Ando por la casa y no la reconozco. Recorro las habitaciones buscando música y presencias, pero el único sonido que escucho es el eco de mis pasos. Mis pies descalzos suenan con un ruido seco y suave al deslizarse sobre la madera que cambia a una especie de chasquido, apenas susurrado, cuando piso las baldosas. El resto es el vacío. Hay muebles, juguetes, cojines, cuadros, toda clase de artilugios decorativos, útiles o las dos cosas al mismo tiempo. Sin embargo la casa está vacía.
Me viene a la mente una expresión que oí muchas veces en labios de mi madre y mi abuela, “la casa se ha quedado sorda” y por fin entiendo su significado. Siempre pensé que era una frase errónea: “sordas” quedaban ellas, que no percibían sonidos, pero la casa nunca había podido oir nada. Una vez más debo reconocer que las mayores de la familia tenían razón. La frase se confirma porque mi casa se ha quedado sorda. No hay música, no hay charlas, no hay ruido. Solo silencio.
Continúo mi paseo y llego a la cocina. Miro dentro de la nevera y saco un helado, pero lo devuelvo rápidamente a su sitio. No hay nadie que tenga ganas de tomarlo. Tomo un vaso, lo lleno de cola y sigo andando, esta vez con la bebida como compañera, pero ella tampoco muestra misericordia y se mantiene callada.
Decido continuar la lectura que interrumpí hace un rato y tomo el libro en mis manos, aunque sé que será inútil: estoy tan habituada al bullicio que no puedo concentrarme con esta paz que me parece casi enfermiza. Mi pensamiento vuela buscando un chirrido, un golpeteo, un eco que ponga música de fondo a este sosiego desacostumbrado.
Llega la noche y salgo al jardín, ansiosa por un ulular de lechuza o, siquiera, el cri-cri otras veces cargante y hoy añorado de un grillo y solo encuentro el mutismo de la oscuridad. Ni siquiera las ranas que habitan los estanques de los alrededores han salido hoy a contarle a la luna su alegría de vivir.

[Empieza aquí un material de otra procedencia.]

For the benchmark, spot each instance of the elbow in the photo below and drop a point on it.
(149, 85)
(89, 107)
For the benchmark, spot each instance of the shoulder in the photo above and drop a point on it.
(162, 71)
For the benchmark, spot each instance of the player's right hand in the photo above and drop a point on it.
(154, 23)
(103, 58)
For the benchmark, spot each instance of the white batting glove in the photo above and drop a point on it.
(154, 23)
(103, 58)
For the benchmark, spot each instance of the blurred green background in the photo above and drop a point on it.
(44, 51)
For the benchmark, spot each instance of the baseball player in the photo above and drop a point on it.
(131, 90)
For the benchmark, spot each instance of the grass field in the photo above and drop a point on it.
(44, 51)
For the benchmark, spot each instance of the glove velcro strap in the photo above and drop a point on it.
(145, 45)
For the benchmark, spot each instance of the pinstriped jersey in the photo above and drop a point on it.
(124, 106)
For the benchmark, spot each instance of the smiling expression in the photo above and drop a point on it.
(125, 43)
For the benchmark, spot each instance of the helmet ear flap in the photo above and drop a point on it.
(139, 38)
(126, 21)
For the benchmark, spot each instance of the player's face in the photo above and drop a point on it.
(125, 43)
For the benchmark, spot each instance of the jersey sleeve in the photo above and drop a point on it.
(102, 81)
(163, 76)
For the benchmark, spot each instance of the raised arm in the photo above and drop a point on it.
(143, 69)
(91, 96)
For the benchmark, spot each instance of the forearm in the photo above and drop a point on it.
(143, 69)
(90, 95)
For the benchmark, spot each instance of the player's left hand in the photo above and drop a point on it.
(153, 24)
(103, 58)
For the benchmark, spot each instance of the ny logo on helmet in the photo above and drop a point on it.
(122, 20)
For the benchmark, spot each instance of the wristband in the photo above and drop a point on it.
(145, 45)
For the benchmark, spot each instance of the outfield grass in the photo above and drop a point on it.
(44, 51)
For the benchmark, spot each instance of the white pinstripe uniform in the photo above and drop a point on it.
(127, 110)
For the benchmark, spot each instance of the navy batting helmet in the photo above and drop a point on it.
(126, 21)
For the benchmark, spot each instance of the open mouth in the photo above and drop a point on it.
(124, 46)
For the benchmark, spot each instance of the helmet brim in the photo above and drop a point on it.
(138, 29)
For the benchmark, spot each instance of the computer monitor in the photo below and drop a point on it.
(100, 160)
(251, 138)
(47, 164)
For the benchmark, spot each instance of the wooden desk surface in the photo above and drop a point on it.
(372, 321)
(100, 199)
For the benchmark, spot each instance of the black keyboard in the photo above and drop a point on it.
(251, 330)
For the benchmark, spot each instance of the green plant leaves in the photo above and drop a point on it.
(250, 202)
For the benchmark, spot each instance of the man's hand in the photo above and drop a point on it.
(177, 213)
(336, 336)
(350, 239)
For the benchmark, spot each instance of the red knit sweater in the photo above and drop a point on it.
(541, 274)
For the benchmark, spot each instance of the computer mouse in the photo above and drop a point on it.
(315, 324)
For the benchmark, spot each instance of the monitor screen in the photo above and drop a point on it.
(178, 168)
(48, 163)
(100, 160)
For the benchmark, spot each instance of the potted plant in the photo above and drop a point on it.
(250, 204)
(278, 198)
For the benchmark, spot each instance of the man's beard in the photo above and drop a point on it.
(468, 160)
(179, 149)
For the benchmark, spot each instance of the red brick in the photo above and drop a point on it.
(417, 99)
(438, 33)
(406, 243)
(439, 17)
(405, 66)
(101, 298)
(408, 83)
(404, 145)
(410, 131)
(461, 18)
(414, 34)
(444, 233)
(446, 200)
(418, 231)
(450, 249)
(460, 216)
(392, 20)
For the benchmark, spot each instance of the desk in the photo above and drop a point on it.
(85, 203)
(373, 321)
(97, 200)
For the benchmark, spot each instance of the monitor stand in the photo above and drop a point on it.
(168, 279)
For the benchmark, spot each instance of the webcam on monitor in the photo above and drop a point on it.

Vuelvo al interior y enciendo el televisor buscando el soniquete que rompa esta calma, porque sé que no podré dormir mientras la casa continúe enferma de afasia. Necesito la bulla acostumbrada, la algarabía nocturna que vela mi sueño. La programación nocturna es tan cargante como la diurna y, salvo un par de programas seudo informativos, solo encuentro a Edith Piaf cantando la versión francesa de “Que nadie sepa mi sufrir”. No es esto lo que buscaba. Hoy me sentía más inclinada hacia “Terminator” o alguna otra película de ese corte. Quería explosiones y truenos no recordar al “amor de mis amores”, que hoy no tengo el cuerpo para romanticismos.
Pondré una película de mi colección, quizá así consiga por fin conciliar el sueño y olvidarme del motivo de esta tranquilidad: que el duendecillo travieso que habita el piso superior, ese que pasa las noches oyendo música y cambiando muebles de sitio, se ha ido de campamento por primera vez en su vida, y yo, como ocurre a todas las madres del mundo, le echo de menos.